Trois ans après le discours de Rungis, la situation des agriculteurs, en particulier celle des producteurs de viande bovine, est catastrophique.
Pourtant, ils y croyaient vraiment !
Ils espéraient qu’avec la loi Égalim, la loi pour l’équilibre des relations commerciales dans le secteur agricole et alimentaire et une alimentation saine, durable et accessible à tous, leur avenir serait meilleur.
Je rappelle que cette loi devait rééquilibrer les relations commerciales, encadrer les promotions et surtout redonner de la valeur aux denrées agricoles.
Il n’en est rien.
L’annulation du salon de l’agriculture pour cause de pandémie nous oblige, nous, parlementaires, à relayer la détresse du monde rural.

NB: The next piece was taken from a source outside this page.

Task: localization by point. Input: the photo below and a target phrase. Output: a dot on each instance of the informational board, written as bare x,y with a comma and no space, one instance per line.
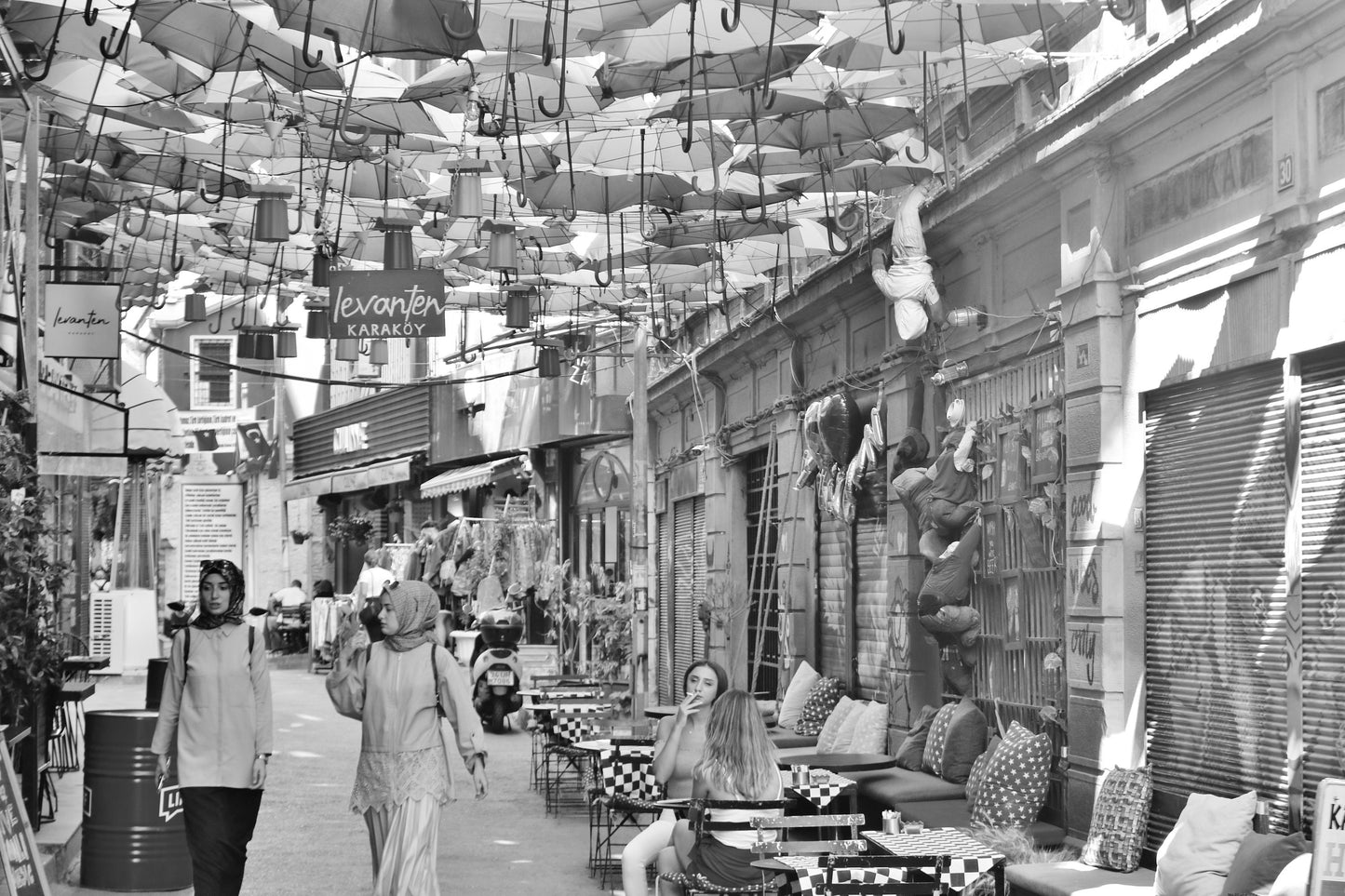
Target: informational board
20,865
1327,875
211,528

Alors que 2020 est une année record en matière de bénéfices pour la grande distribution, alors que les négociations commerciales ont été difficiles et ne se sont conclues que dans la nuit de lundi à mardi, les revenus des agriculteurs sont au plus bas.
Comment se fait-il que l’obligation contractuelle faisant référence aux coûts de production, pourtant prévue par la loi, ne soit pas proposée aux producteurs et que les entreprises de transformation n’obtiennent pas de la grande distribution un accord à cette hauteur ?
Cette situation n’est ni morale, ni acceptable, ni justifiable. Comment comptez-vous y remédier ? (Applaudissements sur les travées des groupes Les Républicains et INDEP, ainsi que sur des travées du groupe UC.)
Mme la présidente. La parole est à Mme la secrétaire d’État chargée de l’économie sociale, solidaire et responsable. (Protestations sur les travées du groupe Les Républicains.)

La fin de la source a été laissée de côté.